Watching it come down yesterday, I felt the snow smothering my living. It cut me off in my empty dead house, wrapping me about in an ice straitjacket, mewing me up in the lurid dimness of rooms lit by the reflection of sick pollution. Falling like feathers plucked from the skin of the sky; the waste product of slaughter come to drown us in blue-white death and purity - the two things the same. Stepping out in it this morning, pushing feet down into the numbing tactile blanket, I felt it suck at my shoes vampire-like, drawing at my heat and my soul. It left me marked, sticking to me with a sweetness like candy floss, spreading white patches of mould across me. I am not dead and pure; I am living, in dark relief against the brightness, staining a world trying to cleanse itself.
And the day moved on, and the people pushed at the blankness, and left trails across the snow. It recorded and registered their movements like a wax tablet, watching, knowing, for reference - later.
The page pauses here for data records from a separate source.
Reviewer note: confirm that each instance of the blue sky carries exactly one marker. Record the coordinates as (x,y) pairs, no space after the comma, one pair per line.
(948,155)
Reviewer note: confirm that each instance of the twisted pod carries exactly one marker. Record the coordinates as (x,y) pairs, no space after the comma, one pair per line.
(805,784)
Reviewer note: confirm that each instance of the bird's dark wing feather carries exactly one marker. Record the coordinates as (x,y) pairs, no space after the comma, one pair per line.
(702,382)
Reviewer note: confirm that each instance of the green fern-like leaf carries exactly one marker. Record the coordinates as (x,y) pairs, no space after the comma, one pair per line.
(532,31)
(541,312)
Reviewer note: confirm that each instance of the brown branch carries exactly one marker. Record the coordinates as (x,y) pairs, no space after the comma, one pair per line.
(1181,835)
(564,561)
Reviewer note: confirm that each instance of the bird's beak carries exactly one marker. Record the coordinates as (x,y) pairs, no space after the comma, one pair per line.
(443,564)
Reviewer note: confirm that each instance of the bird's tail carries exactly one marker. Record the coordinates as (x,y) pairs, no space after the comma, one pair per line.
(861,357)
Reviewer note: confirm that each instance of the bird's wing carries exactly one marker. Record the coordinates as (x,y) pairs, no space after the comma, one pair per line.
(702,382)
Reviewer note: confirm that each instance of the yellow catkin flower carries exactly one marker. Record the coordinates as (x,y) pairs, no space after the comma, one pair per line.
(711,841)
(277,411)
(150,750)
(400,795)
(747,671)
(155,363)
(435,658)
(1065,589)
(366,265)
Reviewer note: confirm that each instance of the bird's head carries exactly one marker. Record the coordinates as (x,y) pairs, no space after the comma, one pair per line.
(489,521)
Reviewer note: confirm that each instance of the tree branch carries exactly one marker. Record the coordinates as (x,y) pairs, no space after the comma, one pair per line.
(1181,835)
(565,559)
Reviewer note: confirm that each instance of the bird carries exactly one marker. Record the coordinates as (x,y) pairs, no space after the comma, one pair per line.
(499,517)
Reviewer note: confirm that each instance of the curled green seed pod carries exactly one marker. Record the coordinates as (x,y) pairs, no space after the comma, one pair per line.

And then there came the slush; the snow receded with the day to show the world as it was. Everything grey filth. The people and the cars spattered with it. It clings to shoes like the snow did, but leaves behind more than water. We are marked again, with ash not aqua. And though the streets will dry and regain their appearance of cleanish greenish aliveness, the stains on shoes will take longer, and the stains on souls do not go. They show both our distance from purity and from death - the two things the same.
Tomorrow, though, the slurry will freeze, and the world will be coated in a varnish of its own muck - shined and polished in grime. And we will not damage it, will not stand upon it except with great care. It will buff up our danger and our fragility. And we will carry on, our minds not thinking, the snow moving then to smother the stream of consciousness in the way it blankets the ice-hard streams of the physical city.